Whether you’re starting a church, beginning a new pastoring role, or stepping in to lead a ministry, no one usually introduces the position as a lonely one. We focus on the ministry potential, the congregation needing a shepherd, and the ways God will miraculously move to better His kingdom. And yet, a recent Barna survey shows 43% of pastors checking the box for “feeling lonely or isolated” as they consider quitting. 

Once the initial adrenaline wears off from your exciting ministry role, you’re left with a sobering reality…this gig is kind of lonely. 

If it makes you feel any better, you’re not alone in your loneliness. Many pastors experience this–like the 43% in the Barna survey. The good news is, we don’t have to settle for those stats. 

What causes this pastoral loneliness?

Typical reasons for the loneliness pastors experience tend to stem from the following. Do you resonate with any of these?

  • People tend to treat you differently, or they themselves act differently once you answer the question, “What do you do for a living?”  
  • You always have to be “on” when you’re around people, feeling the need to take on a leadership role.
  • Everyone assumes you already have friends, so you’re often left out of invitations.
  • With a spiritual leadership role, it’s difficult to open up to people with authenticity about what you’re going through.
  • It’s too hard to let people in when they come and go from your church.

3 reminders for lonely pastors

If you’re experiencing one or all of those feelings, there is good news! You can take steps to move past the loneliness. Are you ready to be intentional and put in the effort to get there? Here are three reminders for you as you begin:

Reminder #1: You don’t always have to be “on” as a leader.
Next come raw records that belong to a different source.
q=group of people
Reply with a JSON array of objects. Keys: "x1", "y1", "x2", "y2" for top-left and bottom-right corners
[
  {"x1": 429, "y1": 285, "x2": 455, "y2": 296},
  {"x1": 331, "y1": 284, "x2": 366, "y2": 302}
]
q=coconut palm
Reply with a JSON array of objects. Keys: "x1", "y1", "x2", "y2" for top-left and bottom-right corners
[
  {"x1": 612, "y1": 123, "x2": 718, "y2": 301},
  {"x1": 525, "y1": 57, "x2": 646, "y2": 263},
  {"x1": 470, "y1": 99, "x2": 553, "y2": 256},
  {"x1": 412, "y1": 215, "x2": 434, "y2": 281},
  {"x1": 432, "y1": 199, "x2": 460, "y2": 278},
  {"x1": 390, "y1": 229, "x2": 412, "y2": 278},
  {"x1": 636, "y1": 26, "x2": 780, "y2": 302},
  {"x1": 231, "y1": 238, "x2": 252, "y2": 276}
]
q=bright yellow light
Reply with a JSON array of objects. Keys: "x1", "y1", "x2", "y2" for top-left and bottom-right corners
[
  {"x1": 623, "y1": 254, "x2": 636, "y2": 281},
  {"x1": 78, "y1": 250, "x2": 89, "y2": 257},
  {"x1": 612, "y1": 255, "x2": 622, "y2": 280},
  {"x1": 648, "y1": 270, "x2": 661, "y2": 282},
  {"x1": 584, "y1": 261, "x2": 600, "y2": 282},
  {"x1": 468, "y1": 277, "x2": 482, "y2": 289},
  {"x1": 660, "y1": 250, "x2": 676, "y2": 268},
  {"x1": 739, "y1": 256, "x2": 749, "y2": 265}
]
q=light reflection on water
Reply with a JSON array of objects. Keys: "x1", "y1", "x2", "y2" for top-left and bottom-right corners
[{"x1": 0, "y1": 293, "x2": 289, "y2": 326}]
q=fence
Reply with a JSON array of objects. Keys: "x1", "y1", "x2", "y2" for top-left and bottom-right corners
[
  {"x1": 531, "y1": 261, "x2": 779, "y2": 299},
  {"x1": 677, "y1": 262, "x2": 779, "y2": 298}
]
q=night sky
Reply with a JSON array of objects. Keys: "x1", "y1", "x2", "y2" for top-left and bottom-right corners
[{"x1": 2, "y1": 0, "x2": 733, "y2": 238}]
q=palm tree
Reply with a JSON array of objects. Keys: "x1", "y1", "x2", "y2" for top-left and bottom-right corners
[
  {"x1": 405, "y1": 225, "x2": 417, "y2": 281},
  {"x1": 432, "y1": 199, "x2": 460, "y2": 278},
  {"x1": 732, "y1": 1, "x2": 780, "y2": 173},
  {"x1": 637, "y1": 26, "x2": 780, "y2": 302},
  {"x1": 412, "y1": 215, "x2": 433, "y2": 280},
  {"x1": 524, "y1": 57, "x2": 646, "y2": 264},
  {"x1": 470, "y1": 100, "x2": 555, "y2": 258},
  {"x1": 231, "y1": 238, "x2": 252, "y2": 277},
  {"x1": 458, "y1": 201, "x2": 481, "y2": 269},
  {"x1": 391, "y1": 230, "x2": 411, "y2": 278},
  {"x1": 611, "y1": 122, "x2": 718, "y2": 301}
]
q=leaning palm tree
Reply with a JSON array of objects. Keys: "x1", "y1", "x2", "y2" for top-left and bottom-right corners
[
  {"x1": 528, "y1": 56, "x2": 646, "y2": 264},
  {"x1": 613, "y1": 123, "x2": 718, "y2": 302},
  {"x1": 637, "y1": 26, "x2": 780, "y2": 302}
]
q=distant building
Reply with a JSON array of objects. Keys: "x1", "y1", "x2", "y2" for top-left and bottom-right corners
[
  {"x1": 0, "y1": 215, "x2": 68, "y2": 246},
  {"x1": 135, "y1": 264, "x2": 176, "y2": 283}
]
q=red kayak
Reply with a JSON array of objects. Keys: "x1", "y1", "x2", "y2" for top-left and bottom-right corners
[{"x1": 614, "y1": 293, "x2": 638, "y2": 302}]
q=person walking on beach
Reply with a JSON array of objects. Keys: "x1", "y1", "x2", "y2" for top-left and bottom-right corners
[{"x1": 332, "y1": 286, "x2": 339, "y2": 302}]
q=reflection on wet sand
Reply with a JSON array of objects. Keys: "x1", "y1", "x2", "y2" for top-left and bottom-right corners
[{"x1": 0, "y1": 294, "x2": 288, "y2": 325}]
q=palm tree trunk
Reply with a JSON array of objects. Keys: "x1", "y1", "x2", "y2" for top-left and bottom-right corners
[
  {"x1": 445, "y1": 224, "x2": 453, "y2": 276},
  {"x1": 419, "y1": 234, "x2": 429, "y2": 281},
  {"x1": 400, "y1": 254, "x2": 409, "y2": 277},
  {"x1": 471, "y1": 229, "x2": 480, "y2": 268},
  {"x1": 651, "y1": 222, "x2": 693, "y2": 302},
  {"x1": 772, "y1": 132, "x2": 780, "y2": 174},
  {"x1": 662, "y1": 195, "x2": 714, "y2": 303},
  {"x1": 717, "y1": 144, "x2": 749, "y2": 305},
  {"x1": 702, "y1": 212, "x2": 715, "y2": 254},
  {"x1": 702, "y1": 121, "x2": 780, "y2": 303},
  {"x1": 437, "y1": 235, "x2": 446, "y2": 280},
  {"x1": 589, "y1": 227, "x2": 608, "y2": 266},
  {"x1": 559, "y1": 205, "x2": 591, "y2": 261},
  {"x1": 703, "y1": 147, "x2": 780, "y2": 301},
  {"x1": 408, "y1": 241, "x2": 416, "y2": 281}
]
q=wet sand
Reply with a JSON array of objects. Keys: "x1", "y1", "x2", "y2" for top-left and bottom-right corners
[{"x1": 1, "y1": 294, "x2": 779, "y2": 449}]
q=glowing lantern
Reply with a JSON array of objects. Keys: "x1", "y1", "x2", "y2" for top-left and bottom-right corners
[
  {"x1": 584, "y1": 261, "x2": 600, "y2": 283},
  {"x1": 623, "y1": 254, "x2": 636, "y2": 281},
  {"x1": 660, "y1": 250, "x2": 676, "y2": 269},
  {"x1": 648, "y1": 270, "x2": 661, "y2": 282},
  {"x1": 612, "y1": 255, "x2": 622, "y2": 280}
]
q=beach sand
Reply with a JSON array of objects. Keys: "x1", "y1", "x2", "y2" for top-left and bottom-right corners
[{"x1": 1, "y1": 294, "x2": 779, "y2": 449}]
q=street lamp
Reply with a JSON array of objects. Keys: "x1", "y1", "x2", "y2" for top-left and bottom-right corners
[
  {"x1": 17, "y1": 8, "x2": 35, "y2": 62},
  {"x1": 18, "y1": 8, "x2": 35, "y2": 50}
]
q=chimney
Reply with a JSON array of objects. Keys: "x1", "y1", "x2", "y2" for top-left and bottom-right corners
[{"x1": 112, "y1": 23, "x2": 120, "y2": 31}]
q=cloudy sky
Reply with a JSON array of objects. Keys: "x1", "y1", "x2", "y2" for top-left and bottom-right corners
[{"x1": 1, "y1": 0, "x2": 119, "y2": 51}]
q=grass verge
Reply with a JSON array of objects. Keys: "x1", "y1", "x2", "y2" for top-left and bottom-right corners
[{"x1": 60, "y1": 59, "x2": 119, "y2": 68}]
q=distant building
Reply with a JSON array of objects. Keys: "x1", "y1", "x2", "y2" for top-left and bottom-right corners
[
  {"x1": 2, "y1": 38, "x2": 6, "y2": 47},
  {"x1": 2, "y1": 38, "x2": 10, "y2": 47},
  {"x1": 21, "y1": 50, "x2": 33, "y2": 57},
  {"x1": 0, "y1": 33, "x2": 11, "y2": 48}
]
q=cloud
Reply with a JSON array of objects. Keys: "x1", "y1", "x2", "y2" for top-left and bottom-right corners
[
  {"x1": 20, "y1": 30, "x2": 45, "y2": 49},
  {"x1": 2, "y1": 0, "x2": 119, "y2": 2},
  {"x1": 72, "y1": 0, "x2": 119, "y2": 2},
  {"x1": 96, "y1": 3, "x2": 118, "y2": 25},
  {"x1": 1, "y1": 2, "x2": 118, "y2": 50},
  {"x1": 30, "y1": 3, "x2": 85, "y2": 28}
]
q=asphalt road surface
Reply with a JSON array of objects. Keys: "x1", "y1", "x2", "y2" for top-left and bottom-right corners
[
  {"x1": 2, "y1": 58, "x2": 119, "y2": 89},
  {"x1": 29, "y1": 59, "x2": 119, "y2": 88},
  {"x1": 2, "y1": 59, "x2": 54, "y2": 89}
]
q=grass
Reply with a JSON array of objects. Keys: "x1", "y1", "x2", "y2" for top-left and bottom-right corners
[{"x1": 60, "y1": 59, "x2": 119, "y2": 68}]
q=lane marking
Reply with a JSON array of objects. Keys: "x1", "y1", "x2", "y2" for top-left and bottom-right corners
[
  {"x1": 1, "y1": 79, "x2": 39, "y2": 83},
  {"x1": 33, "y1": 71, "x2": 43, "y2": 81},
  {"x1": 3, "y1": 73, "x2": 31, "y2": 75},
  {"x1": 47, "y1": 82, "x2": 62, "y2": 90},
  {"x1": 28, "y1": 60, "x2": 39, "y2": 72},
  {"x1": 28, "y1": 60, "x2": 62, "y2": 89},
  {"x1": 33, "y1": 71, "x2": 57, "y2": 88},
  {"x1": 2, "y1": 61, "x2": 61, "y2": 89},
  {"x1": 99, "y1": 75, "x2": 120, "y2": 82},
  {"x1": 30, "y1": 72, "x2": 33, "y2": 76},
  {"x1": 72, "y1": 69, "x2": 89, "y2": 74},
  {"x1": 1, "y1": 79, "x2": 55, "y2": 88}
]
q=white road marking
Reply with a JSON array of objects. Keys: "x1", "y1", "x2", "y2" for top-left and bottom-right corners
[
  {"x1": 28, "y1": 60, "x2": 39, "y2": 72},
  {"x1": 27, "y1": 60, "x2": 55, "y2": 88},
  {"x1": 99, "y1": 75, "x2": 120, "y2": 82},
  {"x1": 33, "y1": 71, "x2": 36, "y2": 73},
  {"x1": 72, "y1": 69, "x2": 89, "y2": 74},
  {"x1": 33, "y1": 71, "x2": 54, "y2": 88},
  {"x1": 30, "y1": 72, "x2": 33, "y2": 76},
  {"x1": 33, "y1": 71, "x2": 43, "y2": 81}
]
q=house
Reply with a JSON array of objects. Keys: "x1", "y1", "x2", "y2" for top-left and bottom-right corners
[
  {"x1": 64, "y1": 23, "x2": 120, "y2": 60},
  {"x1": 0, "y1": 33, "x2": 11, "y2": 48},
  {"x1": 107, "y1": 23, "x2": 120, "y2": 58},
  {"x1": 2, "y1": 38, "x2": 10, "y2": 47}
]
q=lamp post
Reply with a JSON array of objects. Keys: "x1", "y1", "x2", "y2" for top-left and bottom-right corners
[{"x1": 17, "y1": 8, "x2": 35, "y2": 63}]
Let’s just throw that assumption out the window right here and now. Because the need to lead from a safe distance at all times can actually hinder your ability to connect with people personally. You know the difference between your stage voice and your real conversation voice. You know the difference between your polished answers versus your vulnerable honesty. Sometimes you need to shake off the stage pastor and open up to those around you. And this might mean taking more of a back seat when you’re used to leading the show or naturally commanding attention from a group.

Make it a practice to refrain from commanding the room at all times. 
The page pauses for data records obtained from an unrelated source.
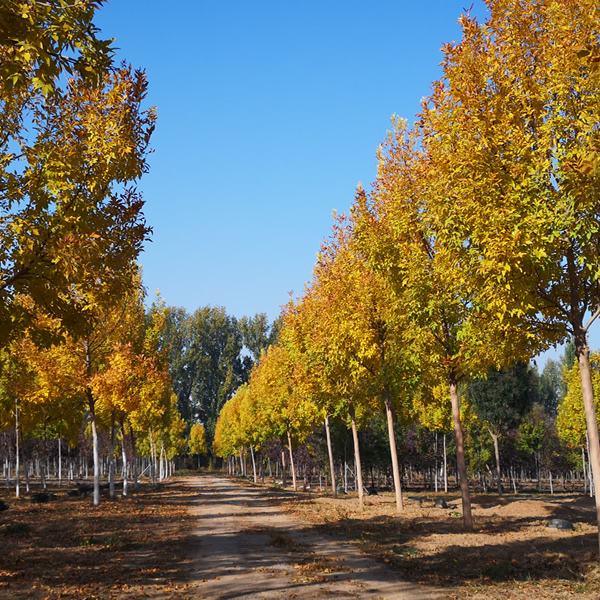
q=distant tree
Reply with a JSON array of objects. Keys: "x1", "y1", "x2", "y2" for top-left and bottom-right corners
[
  {"x1": 239, "y1": 313, "x2": 271, "y2": 361},
  {"x1": 468, "y1": 362, "x2": 537, "y2": 494},
  {"x1": 538, "y1": 359, "x2": 564, "y2": 415},
  {"x1": 188, "y1": 423, "x2": 208, "y2": 468},
  {"x1": 162, "y1": 306, "x2": 245, "y2": 439},
  {"x1": 563, "y1": 339, "x2": 576, "y2": 371},
  {"x1": 162, "y1": 306, "x2": 193, "y2": 421}
]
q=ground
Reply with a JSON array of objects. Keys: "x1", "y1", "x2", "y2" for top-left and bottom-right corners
[
  {"x1": 281, "y1": 483, "x2": 600, "y2": 598},
  {"x1": 0, "y1": 475, "x2": 598, "y2": 598}
]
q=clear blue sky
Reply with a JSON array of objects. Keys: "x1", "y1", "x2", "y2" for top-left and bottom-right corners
[{"x1": 95, "y1": 1, "x2": 490, "y2": 320}]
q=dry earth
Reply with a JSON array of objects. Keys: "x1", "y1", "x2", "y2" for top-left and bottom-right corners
[
  {"x1": 189, "y1": 474, "x2": 442, "y2": 598},
  {"x1": 1, "y1": 475, "x2": 599, "y2": 599},
  {"x1": 278, "y1": 481, "x2": 600, "y2": 599}
]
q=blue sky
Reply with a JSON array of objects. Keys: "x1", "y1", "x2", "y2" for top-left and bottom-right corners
[
  {"x1": 96, "y1": 1, "x2": 488, "y2": 318},
  {"x1": 93, "y1": 2, "x2": 598, "y2": 364}
]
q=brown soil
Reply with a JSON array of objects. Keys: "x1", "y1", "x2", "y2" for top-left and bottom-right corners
[
  {"x1": 188, "y1": 474, "x2": 441, "y2": 598},
  {"x1": 278, "y1": 485, "x2": 600, "y2": 598},
  {"x1": 0, "y1": 481, "x2": 201, "y2": 599},
  {"x1": 1, "y1": 476, "x2": 598, "y2": 599}
]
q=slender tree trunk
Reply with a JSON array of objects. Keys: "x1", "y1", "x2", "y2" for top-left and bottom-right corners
[
  {"x1": 489, "y1": 430, "x2": 502, "y2": 496},
  {"x1": 583, "y1": 446, "x2": 588, "y2": 496},
  {"x1": 150, "y1": 431, "x2": 158, "y2": 484},
  {"x1": 576, "y1": 337, "x2": 600, "y2": 554},
  {"x1": 587, "y1": 433, "x2": 594, "y2": 498},
  {"x1": 108, "y1": 414, "x2": 116, "y2": 499},
  {"x1": 250, "y1": 445, "x2": 257, "y2": 483},
  {"x1": 348, "y1": 406, "x2": 364, "y2": 511},
  {"x1": 449, "y1": 377, "x2": 473, "y2": 530},
  {"x1": 280, "y1": 448, "x2": 287, "y2": 488},
  {"x1": 287, "y1": 431, "x2": 297, "y2": 491},
  {"x1": 383, "y1": 390, "x2": 403, "y2": 512},
  {"x1": 88, "y1": 393, "x2": 101, "y2": 507},
  {"x1": 324, "y1": 416, "x2": 337, "y2": 497},
  {"x1": 343, "y1": 461, "x2": 348, "y2": 493},
  {"x1": 121, "y1": 421, "x2": 128, "y2": 497},
  {"x1": 443, "y1": 433, "x2": 448, "y2": 493},
  {"x1": 14, "y1": 398, "x2": 19, "y2": 499},
  {"x1": 121, "y1": 442, "x2": 128, "y2": 497},
  {"x1": 57, "y1": 438, "x2": 62, "y2": 487},
  {"x1": 434, "y1": 431, "x2": 439, "y2": 493}
]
Reminder #2: People will disappoint you.

If you say “I told you so” and give up every time someone lets you down, you’ll never move past the lonely stage. The reality is, people will disappoint you. And something we don’t always acknowledge is…you will disappoint people too. It happens. We’re human. Incorporate a healthy dose of forgiveness into your relational diet, continue initiating, and see how God can still use messy people in your life. God will fill the relational holes in your life that are too big for others to fill anyway.

Don’t place God-sized expectations on people.
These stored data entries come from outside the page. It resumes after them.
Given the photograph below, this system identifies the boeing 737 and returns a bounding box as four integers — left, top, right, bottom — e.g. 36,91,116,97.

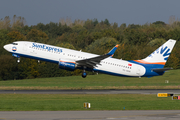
3,39,176,78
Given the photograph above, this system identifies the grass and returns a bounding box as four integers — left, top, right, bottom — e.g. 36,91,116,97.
1,70,179,111
0,94,179,111
0,69,180,90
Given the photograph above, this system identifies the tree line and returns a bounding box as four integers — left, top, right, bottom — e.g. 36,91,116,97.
0,15,180,80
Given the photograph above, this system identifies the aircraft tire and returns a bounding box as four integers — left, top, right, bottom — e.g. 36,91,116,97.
82,72,87,78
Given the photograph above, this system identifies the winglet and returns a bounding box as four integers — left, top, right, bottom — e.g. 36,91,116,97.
107,44,119,56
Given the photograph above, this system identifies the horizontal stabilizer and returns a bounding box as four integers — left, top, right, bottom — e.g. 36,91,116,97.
151,68,173,72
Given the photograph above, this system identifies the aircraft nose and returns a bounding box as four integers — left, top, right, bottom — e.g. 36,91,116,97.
3,44,10,51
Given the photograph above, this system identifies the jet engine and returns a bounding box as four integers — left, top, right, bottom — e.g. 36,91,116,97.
58,59,77,71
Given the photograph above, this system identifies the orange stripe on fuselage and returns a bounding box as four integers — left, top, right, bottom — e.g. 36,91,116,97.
133,60,165,65
59,60,76,64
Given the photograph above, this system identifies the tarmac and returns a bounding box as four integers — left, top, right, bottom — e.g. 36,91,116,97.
0,89,180,94
0,110,180,120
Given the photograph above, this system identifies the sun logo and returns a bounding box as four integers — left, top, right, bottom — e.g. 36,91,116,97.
12,46,17,52
148,45,171,60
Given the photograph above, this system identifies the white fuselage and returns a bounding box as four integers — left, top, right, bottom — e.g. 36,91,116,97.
4,41,146,77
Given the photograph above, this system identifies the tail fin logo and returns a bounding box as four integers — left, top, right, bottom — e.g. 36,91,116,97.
148,45,170,60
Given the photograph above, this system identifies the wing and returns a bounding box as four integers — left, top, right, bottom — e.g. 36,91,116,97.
76,45,119,69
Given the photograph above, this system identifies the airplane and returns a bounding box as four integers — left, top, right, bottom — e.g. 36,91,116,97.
3,39,176,78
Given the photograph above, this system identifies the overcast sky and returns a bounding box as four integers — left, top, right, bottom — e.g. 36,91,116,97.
0,0,180,26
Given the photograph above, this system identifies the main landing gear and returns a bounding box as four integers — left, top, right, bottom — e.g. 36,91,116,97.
82,69,87,78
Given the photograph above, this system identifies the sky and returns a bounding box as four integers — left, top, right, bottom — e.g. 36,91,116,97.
0,0,180,26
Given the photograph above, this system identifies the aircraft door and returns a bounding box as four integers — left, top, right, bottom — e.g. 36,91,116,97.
23,43,28,51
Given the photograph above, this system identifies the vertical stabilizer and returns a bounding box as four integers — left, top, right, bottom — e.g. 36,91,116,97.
134,39,176,67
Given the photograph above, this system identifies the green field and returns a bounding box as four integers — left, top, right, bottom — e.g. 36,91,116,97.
0,70,180,111
0,94,179,111
0,69,180,90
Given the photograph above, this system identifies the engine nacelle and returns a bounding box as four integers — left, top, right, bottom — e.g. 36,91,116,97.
59,59,77,71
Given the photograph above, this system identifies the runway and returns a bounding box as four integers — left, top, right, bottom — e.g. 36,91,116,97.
0,110,180,120
0,89,180,94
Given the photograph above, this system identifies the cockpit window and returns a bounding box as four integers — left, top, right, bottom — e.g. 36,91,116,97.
11,43,18,45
Reminder #3: It’s worth it to cultivate friendship.

Is it a lot of work? Yes. Is it confusing at times? Yes. Is it worth it? Absolutely, yes. The quick answer for why it’s worth it is because God created us for community, and He’s lived in community for all of eternity–Father, Son, and Holy Spirit. So don’t think you’re immune from the need to cultivate community as well. It might come from other church pastor friends. It might need to be family. But find someone you can trust, and be intentional with them about your relational needs. We tend to think these things will just happen naturally, but the reality is, sometimes you have to step into the awkward to get to a place of cultivated friendship.   

Intentionally pursue an inner circle of friends.

If you’re waiting for a picture-perfect strategy to best friends…best of luck. It’s time to start with what you can do. Be honest. Take your requests to God. And begin seeking friendship. You just might simultaneously be the answer to someone else’s friendship prayer too.